给定一个正则表达式,我将如何生成与之匹配的所有字符串?

2021-12-16 00:00:00 递归 regex parsing vector c++

我使用的是一种仅包含 ()|、空格和字母字符的简单语言.
给定一个如下的正则表达式:

I'm using a simple language of only (), |, spaces, and alpha characters.
Given a regular expression like the following:

(hello|goodbye) (world(s|)|)

我将如何生成以下数据?

How would I go about generating the following data?

hello worlds
hello world
hello 
goodbye worlds
goodbye world
goodbye

我不太确定是否需要先构建一棵树,或者是否可以递归完成.我被困在要使用的数据结构上,以及如何生成字符串.我是否必须保留一堆标记,并索引回部分构建的字符串以连接更多数据?我不知道如何最好地解决这个问题.我是否需要先阅读整个表达式,然后以某种方式重新排序?

I'm not quite sure if I need to build a tree first, or if it can be done recursively. I'm stuck on what data structures to utilize, and how to generate the strings as I go. Will I have to keep a bunch of markers, and index back into partially built strings to concatenate more data on? I don't know how best to approach this problem. Would I need to read the whole expression first, and re-order it a certain way?

函数签名将如下所示:

std::vector<std::string> Generate(std::string const&){
   //...
}

你建议我做什么?


让我澄清一下,这里的结果应该总是有限的.在我的特定示例中,表达式中只有 6 个字符串为真.我不确定我的术语在这里是否正确,但我正在寻找的是表达式的完美匹配 - 不是任何包含匹配子字符串的字符串.


Let me clarify that the results should always be finite here. In my particular example, there are only 6 strings that would ever be true for the expression. I'm not sure if my terminology is correct here, but what I'm looking for, is a perfect match of the expression- not any string that contains a substring which matches.

推荐答案

有点遵循 Kieveli 的建议,我有提出一个可行的解决方案.虽然之前没有提到,但对我来说计算可能产生多少结果也很重要.我使用的是在 github 上找到的名为exrex"的 Python 脚本.尴尬的是,我没有意识到它也有计数的能力.尽管如此,我还是使用简化的正则表达式语言在 C++ 中尽我所能地实现了它.如果对我的解决方案感兴趣,请继续阅读.

Somewhat following Kieveli's advice, I have come up with a working solution. Although not previously mentioned, it was important for me to also get a count of how many results could potentially be generated. I was using a python script called "exrex" which I had found on github. Embarrassingly, I did not realize that it had the capability to also count. Nonetheless, I implemented it the best I could in C++ using my simplified regular expression language. If interested in my solution, please read on.

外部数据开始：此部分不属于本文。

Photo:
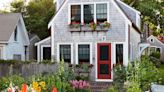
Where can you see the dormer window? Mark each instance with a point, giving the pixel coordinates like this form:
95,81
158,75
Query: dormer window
76,13
101,13
88,13
15,34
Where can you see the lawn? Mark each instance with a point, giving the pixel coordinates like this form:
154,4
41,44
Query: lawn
161,71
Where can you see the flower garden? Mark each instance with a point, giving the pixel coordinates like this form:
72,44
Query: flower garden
136,77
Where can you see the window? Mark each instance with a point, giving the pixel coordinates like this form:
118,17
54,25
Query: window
76,13
17,57
65,53
88,13
46,53
15,34
101,12
158,50
119,53
84,53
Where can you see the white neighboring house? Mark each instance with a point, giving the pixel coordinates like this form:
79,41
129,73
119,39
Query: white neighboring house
14,39
44,49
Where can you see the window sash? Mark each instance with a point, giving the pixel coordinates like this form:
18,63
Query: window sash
88,13
84,53
65,53
76,13
101,12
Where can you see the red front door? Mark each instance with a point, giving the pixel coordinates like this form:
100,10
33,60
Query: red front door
104,60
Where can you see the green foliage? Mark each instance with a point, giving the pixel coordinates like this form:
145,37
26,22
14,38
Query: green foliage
133,87
112,89
119,76
4,83
18,6
16,80
149,10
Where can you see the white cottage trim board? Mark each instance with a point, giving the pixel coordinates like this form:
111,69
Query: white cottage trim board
42,47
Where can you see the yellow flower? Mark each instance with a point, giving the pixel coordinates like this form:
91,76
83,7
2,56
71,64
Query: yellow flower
35,85
42,84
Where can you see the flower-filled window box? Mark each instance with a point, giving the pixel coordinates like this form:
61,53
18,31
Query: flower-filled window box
75,26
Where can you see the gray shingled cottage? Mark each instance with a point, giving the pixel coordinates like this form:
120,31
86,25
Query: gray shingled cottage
98,32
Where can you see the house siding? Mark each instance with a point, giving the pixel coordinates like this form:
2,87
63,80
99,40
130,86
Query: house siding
157,43
15,47
118,32
135,39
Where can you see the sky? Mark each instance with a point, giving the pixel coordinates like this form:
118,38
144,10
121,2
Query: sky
4,4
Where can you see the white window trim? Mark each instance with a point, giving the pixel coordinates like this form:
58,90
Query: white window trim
152,40
42,46
82,10
84,43
58,51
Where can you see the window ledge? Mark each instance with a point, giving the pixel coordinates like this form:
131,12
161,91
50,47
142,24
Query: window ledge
87,29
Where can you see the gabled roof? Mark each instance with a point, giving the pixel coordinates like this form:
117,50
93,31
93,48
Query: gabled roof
121,6
8,23
156,39
116,1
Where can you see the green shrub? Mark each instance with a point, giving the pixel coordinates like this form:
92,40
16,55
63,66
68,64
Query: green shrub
17,80
119,76
133,87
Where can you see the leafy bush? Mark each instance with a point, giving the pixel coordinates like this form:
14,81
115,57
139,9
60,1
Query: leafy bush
156,54
4,83
112,89
119,76
132,87
17,80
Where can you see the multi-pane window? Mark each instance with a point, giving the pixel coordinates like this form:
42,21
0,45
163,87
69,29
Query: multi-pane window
101,12
88,13
65,53
84,53
158,50
119,53
76,13
47,53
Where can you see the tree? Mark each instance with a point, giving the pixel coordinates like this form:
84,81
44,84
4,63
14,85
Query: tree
152,13
17,6
37,15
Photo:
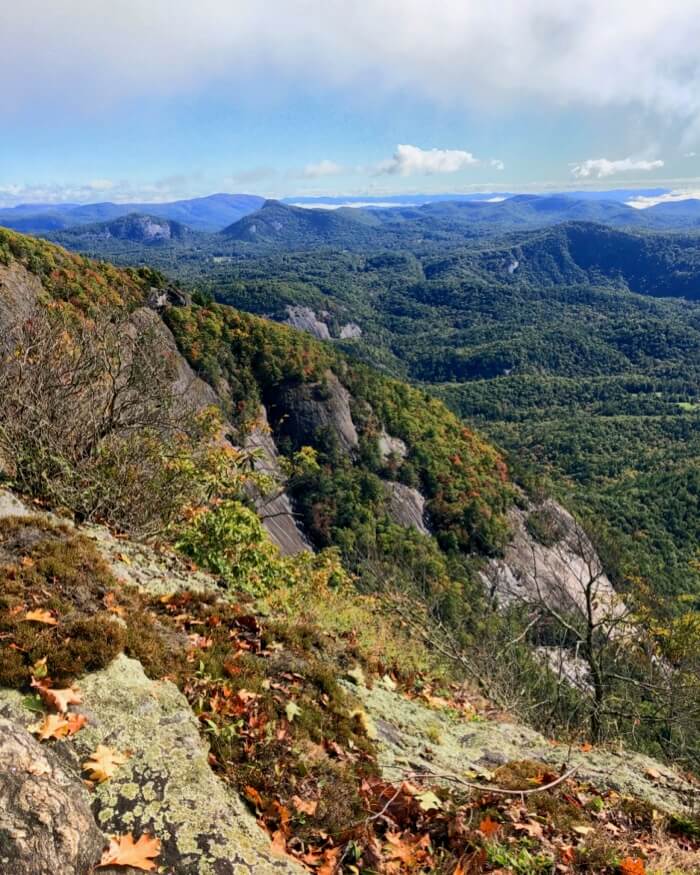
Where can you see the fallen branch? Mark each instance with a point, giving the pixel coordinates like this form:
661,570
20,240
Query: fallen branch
485,788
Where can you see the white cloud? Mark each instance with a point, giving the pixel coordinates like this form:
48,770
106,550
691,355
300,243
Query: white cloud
602,167
584,52
411,160
167,189
322,168
101,184
641,202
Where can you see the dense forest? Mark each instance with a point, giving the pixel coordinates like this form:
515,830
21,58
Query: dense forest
574,347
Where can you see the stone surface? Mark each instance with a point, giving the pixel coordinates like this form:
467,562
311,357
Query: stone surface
166,788
413,737
557,571
46,826
305,319
350,331
406,506
276,511
316,407
391,446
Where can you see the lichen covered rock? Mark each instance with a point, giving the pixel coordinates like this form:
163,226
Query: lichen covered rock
46,826
166,788
415,738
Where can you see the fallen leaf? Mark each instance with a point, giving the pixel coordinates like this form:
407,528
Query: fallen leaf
632,866
489,827
305,806
428,801
531,827
40,616
52,726
252,795
103,763
124,851
583,830
76,722
39,669
292,710
58,699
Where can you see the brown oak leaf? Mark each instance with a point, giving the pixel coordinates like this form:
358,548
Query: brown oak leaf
124,851
103,763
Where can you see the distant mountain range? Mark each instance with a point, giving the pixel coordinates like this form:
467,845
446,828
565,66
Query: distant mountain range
200,214
279,226
277,220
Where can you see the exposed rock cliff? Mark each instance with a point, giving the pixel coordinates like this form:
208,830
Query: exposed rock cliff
276,510
311,409
549,558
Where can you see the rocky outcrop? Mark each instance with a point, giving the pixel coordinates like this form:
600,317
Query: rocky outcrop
406,506
350,331
276,510
415,738
391,446
166,788
190,389
311,408
46,826
305,319
549,558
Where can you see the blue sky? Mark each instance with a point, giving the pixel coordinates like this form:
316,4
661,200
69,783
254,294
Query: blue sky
156,100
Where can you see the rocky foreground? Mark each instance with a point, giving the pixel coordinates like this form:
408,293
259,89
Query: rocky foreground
166,783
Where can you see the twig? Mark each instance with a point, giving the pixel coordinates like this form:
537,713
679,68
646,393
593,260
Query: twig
484,788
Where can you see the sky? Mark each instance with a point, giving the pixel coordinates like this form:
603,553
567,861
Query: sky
160,99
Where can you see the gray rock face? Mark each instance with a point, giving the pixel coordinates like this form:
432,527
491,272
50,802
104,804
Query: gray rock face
390,446
46,826
556,570
314,407
166,788
276,510
305,319
193,391
350,331
413,737
406,506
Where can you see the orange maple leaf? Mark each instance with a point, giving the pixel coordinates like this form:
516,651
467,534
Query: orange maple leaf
489,827
40,616
58,699
632,866
305,806
57,726
103,763
124,851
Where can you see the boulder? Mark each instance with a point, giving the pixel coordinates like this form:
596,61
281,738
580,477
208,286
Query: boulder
304,319
46,825
276,510
166,788
406,506
549,558
309,408
415,738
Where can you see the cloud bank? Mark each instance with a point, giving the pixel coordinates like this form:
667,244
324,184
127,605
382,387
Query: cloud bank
410,160
321,169
585,52
600,168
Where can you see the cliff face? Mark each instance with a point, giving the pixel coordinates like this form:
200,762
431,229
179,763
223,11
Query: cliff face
203,826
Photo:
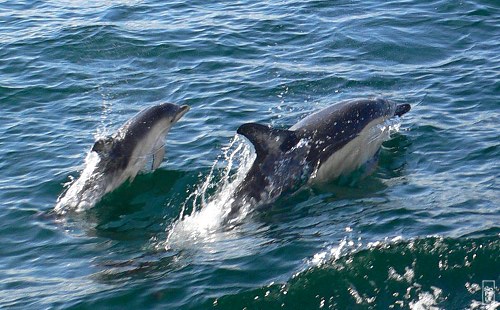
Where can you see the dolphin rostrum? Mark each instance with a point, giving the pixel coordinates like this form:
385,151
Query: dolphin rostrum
331,142
120,156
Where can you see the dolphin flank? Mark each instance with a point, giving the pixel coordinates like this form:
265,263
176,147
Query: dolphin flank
331,142
119,157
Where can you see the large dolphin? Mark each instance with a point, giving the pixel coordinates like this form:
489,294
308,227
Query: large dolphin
331,142
120,156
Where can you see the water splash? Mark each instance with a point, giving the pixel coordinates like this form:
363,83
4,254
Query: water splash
83,192
203,222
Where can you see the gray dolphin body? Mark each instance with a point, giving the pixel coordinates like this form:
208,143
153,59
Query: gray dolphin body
119,157
329,143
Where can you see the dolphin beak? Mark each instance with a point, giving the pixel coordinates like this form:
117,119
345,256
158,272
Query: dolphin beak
182,110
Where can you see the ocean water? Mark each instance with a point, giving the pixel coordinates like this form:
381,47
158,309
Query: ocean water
421,232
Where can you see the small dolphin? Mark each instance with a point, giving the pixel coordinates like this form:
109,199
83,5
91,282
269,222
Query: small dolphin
331,142
119,157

从面向对象的角度来看,我编写了一个扫描器来获取正则表达式(字符串),并将其转换为标记列表(字符串向量).然后将令牌列表发送到生成 n 叉树的解析器.所有这些都打包在一个表达式生成器"类中,该类可以接受一个表达式并保存解析树,以及生成的计数.

扫描仪很重要,因为它标记了空字符串大小写,您可以在我的问题中看到它显示为|)".扫描也造就了[词][运算][词][运算]...[词]的图案.
例如扫描:"(hello|goodbye) (world(s|)|)"
将创建: [][(][hello][|][goodbye][)][ ][(][world][(][s][|][][)][][|][][)][]

From an object oriented stand point, I wrote a scanner to take the regular expression(string), and convert it into a list of tokens(vector of strings). The list of tokens was then sent to a parser which generated an n-ary tree. All of this was packed inside an "expression generator" class that could take an expression and hold the parse tree, as well as the generated count.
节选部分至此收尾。